Audio-visual studios allow listeners to view what goes on in the studio, live, and it allows audio adverts to run. It allows for cut-line or bar messages that can scroll along. It helps the listener to understand the news flow better. Yours sincerely however pointed out that while slay queen AOPs will gloat over the visual concert and enhance their slaying personifications and external worth, those regarded as ‘wowo’ presenters may have a setback. This could mean that those presenters that are not presentable but who have great voice without great looks may not be considered for employment when studios go visual; except balance is introduced. Also, AOPs may no longer speak with robust vehemence because their cover is blown. They may begin to mellow down for fear of mob action on the streets and in dark alleys.

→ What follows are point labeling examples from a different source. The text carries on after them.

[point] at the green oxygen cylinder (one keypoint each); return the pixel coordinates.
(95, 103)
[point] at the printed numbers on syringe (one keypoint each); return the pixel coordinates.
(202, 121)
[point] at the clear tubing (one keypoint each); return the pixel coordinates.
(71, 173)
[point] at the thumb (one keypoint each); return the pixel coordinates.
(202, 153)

What however seemed to concern academics in the audience such as Ebenezer Umor of RSU who stood in for his HOD, Richard Amadi PhD, is what he called the reality of media convergence. In print, as pointed out by this writer, there is the tabloid and there is the broadsheet, but a mix later occurred as some newspapers combine both features to run as hybrid. This convergence affected style and tone. Now, such convergence is coming to the electronic media; radio and TV coming together. This may affect tone, too. Television writers write less because camera would tell more. Will radio follow suit?

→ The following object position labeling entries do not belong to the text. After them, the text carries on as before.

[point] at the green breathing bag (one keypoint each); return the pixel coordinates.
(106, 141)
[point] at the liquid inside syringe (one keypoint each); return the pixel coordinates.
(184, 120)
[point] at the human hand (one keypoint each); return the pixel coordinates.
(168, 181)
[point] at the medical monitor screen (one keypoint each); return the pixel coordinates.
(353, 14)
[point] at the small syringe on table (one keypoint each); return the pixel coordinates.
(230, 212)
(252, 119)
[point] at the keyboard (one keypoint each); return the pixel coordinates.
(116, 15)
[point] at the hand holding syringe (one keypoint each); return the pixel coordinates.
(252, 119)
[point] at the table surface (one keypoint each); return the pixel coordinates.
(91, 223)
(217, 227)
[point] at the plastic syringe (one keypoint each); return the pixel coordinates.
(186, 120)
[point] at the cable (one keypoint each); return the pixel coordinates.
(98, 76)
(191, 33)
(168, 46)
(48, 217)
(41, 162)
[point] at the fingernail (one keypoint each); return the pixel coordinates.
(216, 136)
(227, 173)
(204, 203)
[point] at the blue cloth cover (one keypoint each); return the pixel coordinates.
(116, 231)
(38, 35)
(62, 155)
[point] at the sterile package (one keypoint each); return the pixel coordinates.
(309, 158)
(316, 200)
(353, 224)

Umor said his department has developed the syllabus for electronic broadcast journalism to be a separate course of study outside the main body, Mass Communication, as recently approved by the NUC. So, innovation is here with us.
Revenue wise, Olomu (HOS) said more is expected; from more listening audience, adverts from audio ads, streaming revenue, etc. We hope the increase justifies the investment. The technology is facebook-enabled for now. Data will burn faster but usefully, we gathered.

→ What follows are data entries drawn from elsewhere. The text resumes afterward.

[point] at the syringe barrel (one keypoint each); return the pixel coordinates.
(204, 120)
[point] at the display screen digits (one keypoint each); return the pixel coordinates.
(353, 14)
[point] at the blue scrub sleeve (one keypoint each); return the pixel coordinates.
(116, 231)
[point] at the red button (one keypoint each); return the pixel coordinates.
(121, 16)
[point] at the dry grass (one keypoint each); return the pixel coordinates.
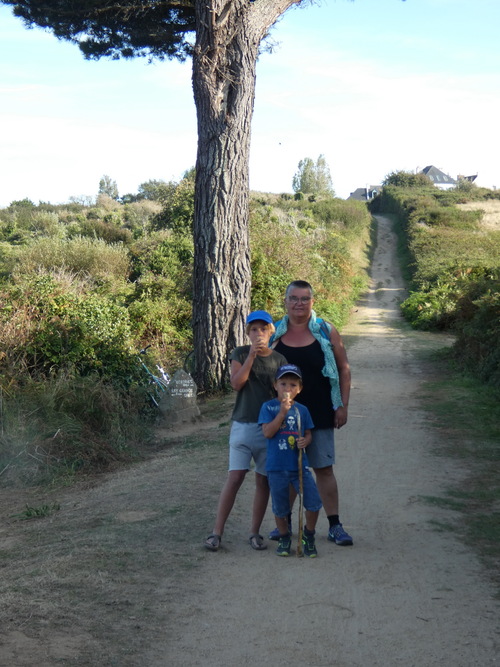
(491, 209)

Will others copy? Of course! Some GMs present indicated interest to study and review. What seems important, according to Olalekan Ige of Independent Monitor, is the readiness to innovate all the time and move on as competitors come into the room. Such is the media world, because it’s a showbiz and naked dance where nothing is hidden. Competitors and copy-cats would hardly wait to barge in.
So, it’s huge congrats to the Nig Info family and the investors behind them. They have brought more independence in radio journalism even if not many smile at them. Balance has been their key. The editorial board has so far ensured this, not because they do not have those reporters that prefer to be partisan but the editorial policy of balance neutralises that reality. If a reporter knows that his editors will insist on balance, he knows he can’t play deep in the midfield of partisan politics. The other sides must be allowed to have a say into every story or soon after. That is the hallmark of the free press; that is the Nig Info essence, beyond the dazzling colours we saw.